In recent years, flexible piezoresistive sensors have shown great application potential in human health monitoring, smart robots, wearable electronic devices, and human-computer interaction, while it is challenging to efficiently fabricate highly sensitive and low-cost flexible piezoresistive sensor for detecting micro strains. In this work, reduced graphene oxide (rGO) was prepared by Hummer's method, then carbon nanotubes (CNTs) were immobilized on the surface of rGO by electrostatic assembly. Subsequently, the hybrid nanofillers were introduced into thermoplastic polyurethane (TPU) matrix to prepare conductive polymer composite. The further dispersion and parallel orientation of nanofillers in the matrix were achieved by the sequential biaxial stretching process. It is shown that the sensor prepared by biaxially stretched conductive polymer composite exhibits higher sensing performance compared to the sensor without experiencing biaxial stretching. The rGO-CNT/TPU_4×4 sensor (with a stretching ratio of 4×4) shows high sensitivity (G_F=46.7 at 1.5% strain), high linearity (R²=0.98), responsive capability to different strains and frequencies, excellent stability and repeatability in cyclic loading tests.
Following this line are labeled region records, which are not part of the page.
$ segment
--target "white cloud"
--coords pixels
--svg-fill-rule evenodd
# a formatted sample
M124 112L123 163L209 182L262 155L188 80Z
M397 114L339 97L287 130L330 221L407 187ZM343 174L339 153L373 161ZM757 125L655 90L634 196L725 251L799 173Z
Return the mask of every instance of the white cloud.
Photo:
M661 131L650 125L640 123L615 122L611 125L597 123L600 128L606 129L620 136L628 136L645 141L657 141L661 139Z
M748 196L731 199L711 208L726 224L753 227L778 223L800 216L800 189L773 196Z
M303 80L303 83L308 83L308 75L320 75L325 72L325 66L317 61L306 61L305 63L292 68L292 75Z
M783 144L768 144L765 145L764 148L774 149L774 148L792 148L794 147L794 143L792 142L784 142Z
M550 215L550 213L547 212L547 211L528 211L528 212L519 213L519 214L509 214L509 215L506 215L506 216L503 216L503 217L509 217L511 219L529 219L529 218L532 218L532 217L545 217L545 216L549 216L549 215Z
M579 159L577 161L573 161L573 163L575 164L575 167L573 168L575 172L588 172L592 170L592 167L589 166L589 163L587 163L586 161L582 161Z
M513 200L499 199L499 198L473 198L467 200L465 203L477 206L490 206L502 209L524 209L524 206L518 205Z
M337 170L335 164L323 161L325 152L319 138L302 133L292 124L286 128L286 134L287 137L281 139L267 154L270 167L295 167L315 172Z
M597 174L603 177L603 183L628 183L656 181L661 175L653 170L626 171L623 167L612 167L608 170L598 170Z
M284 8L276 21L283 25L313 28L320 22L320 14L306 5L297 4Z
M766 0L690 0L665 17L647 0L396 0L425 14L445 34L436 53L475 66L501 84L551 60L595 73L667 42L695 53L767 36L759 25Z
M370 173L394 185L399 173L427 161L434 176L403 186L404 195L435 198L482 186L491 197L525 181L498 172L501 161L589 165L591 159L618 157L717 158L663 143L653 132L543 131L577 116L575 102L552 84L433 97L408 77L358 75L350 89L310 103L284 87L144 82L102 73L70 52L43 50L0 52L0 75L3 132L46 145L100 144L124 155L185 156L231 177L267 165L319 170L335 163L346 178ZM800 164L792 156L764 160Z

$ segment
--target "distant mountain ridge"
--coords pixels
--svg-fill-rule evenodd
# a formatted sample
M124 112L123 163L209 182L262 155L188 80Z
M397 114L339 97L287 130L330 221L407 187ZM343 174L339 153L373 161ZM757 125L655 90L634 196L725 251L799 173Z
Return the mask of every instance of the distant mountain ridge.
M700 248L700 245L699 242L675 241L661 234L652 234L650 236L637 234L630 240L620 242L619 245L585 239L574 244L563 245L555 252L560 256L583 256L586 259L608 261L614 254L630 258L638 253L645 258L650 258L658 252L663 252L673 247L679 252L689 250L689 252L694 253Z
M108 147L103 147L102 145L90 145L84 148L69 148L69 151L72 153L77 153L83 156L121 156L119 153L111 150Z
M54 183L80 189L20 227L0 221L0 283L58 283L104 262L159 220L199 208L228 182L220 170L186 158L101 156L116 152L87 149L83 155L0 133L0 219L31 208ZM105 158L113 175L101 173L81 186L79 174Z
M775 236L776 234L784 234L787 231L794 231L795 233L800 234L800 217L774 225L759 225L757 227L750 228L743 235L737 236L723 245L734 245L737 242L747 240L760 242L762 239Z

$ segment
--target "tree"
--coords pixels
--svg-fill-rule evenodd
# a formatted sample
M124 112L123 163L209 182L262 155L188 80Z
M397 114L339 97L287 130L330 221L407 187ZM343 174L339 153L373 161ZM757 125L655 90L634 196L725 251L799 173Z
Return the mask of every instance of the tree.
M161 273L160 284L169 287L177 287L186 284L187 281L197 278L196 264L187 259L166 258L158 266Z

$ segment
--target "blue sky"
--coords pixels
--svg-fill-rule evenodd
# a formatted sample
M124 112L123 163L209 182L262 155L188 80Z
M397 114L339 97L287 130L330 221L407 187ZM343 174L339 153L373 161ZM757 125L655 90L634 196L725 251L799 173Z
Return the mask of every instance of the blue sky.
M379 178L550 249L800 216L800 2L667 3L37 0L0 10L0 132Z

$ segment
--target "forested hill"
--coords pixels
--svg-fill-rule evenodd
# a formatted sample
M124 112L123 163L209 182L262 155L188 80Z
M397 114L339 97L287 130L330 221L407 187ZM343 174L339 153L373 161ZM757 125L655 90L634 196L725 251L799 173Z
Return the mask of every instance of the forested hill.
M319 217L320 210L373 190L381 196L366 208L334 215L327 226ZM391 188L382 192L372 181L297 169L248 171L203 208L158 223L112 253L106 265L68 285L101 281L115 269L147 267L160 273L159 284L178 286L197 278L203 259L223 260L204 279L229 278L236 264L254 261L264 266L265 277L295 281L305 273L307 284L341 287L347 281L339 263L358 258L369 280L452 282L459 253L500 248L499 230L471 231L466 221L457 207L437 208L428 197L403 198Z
The flexible piezoresistive sensor can be used to identify subtle human physiological activities, including pulse and exhalation. In addition, a compressible sensor array was fabricated to achieve accurate identification of weight distribution. This study provides an important scientific guidance for the rapid large-scale fabrication and structure and property tuning of high-performance flexible piezoresistive strain sensors.